2004-02-23 Thread Eric Johnson
John,

Two separate questions:
a) sending a large post/put request, without buffering it in memory.
b) reading a large response to a request.
For (a), Oleg's response is correct. You might easily be confused, in 
the sense that HttpClient's API inverts the control. It is not that you 
write to an OutputStream to send your data, it is that you provide 
HttpClient with an InputStream, and it reads that stream and sends the 
data. HttpClient is designed to accomodate your concern, and if your 
configuration is correct (as per the examples), it will not buffer the 
entire contents of your InputStream, but rather read it and send it in 
small chunks. As another post points you, you may still have to buffer 
what you're sending to *disk*, but not to memory.

As for (b), this is again under your control via 
HttpMethod.getResponseBodyAsStream(). As with (a), you can also invoke 
HttpClient such that it does cache the entire contents 
(HttpMethod.getResponseBodyAsString() ).

In both cases, it is possible to get the behavior that you desire.
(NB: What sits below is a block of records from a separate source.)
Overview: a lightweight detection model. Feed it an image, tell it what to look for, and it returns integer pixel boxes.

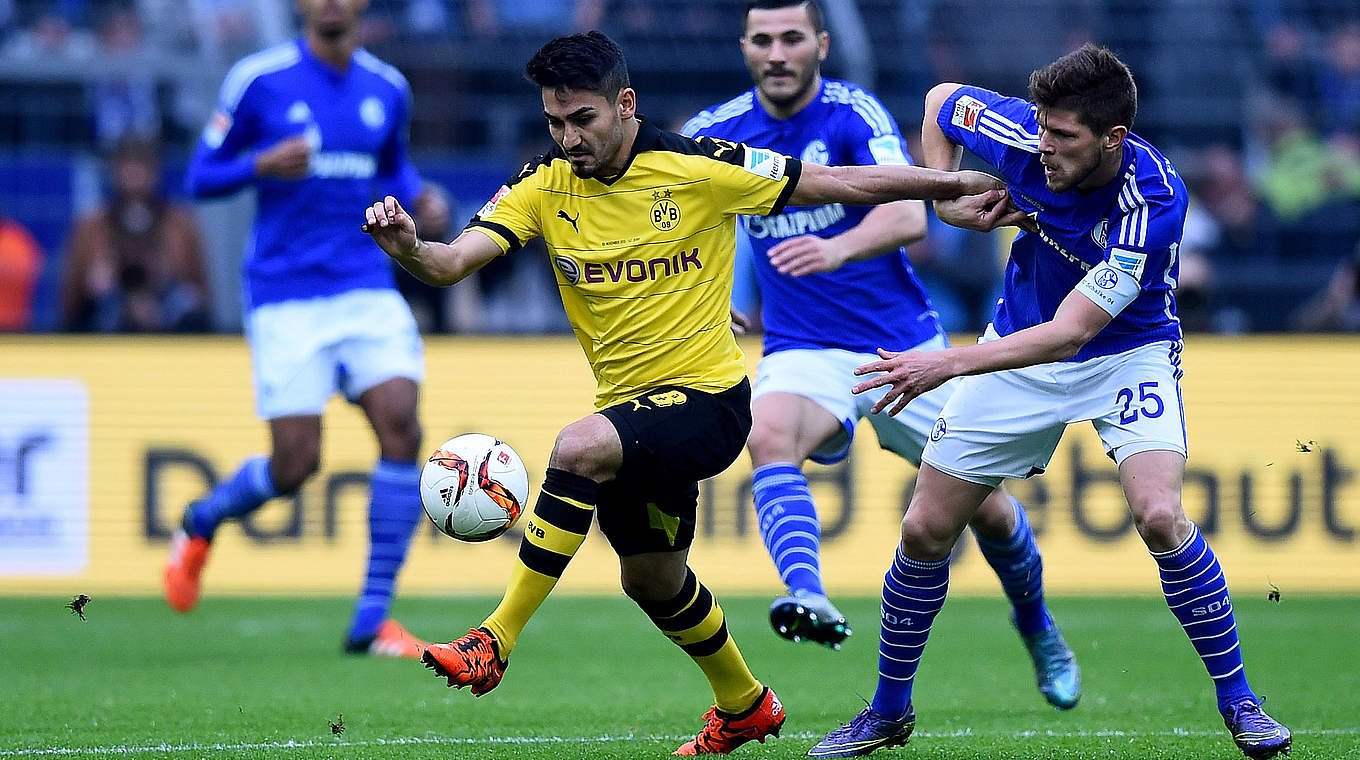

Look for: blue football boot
[1020,625,1081,710]
[808,704,917,757]
[1223,699,1293,760]
[770,591,851,649]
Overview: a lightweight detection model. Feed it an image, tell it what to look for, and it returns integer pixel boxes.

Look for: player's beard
[317,22,352,42]
[762,68,815,109]
[1044,150,1100,193]
[563,125,623,179]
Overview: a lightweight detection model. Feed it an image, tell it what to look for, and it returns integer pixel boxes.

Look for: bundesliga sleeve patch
[477,185,510,219]
[949,95,987,132]
[1077,261,1142,317]
[1110,247,1148,281]
[869,135,908,166]
[203,110,231,150]
[741,145,783,179]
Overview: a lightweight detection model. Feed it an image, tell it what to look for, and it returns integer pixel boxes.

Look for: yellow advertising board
[0,336,1360,595]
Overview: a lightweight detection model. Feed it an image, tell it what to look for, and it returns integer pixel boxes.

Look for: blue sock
[189,457,279,541]
[872,547,949,719]
[1152,525,1257,712]
[751,462,826,594]
[974,499,1053,636]
[350,460,423,642]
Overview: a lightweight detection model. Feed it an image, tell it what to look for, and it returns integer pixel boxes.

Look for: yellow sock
[639,570,764,714]
[481,468,598,659]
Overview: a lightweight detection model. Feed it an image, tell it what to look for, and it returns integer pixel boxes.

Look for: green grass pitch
[0,590,1360,760]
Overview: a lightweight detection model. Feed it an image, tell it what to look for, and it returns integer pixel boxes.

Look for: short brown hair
[1030,42,1138,135]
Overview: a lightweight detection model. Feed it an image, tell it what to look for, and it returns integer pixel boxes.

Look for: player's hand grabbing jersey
[188,39,420,306]
[937,87,1187,362]
[468,117,801,408]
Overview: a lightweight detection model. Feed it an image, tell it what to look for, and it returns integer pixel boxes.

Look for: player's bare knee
[902,510,957,562]
[968,496,1016,542]
[378,416,423,462]
[747,419,802,468]
[548,424,612,481]
[620,572,684,602]
[269,446,321,495]
[1133,502,1190,552]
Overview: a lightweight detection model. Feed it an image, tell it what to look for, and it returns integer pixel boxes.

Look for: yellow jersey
[468,117,801,409]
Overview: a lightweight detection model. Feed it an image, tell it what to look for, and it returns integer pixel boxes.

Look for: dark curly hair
[1030,42,1138,135]
[524,31,628,102]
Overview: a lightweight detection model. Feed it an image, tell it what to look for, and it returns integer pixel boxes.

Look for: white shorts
[246,290,424,420]
[751,336,959,465]
[922,326,1187,485]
Connection pooling is only part of the concern. HttpClient supports HTTP 
1.1 persistent connections. It doesn't expose the underlying socket's 
InputStream and OutputStream. If it did, it cound not ensure that 
persistent connections work properly.

-Eric.

John Keyes wrote:

Guys,

A colleague pointed out to me that this does not in fact resolve the 
situation. The solutions pointed out allow me to read the attachment 
as a stream. The contents are still held in memory prior to writing it 
on the wire. To fully support this you would need access to the 
OutputStream.

If we could pass a HttpClient to the HttpMethod then we could get 
access to the output stream via the getRequestOutputStream method.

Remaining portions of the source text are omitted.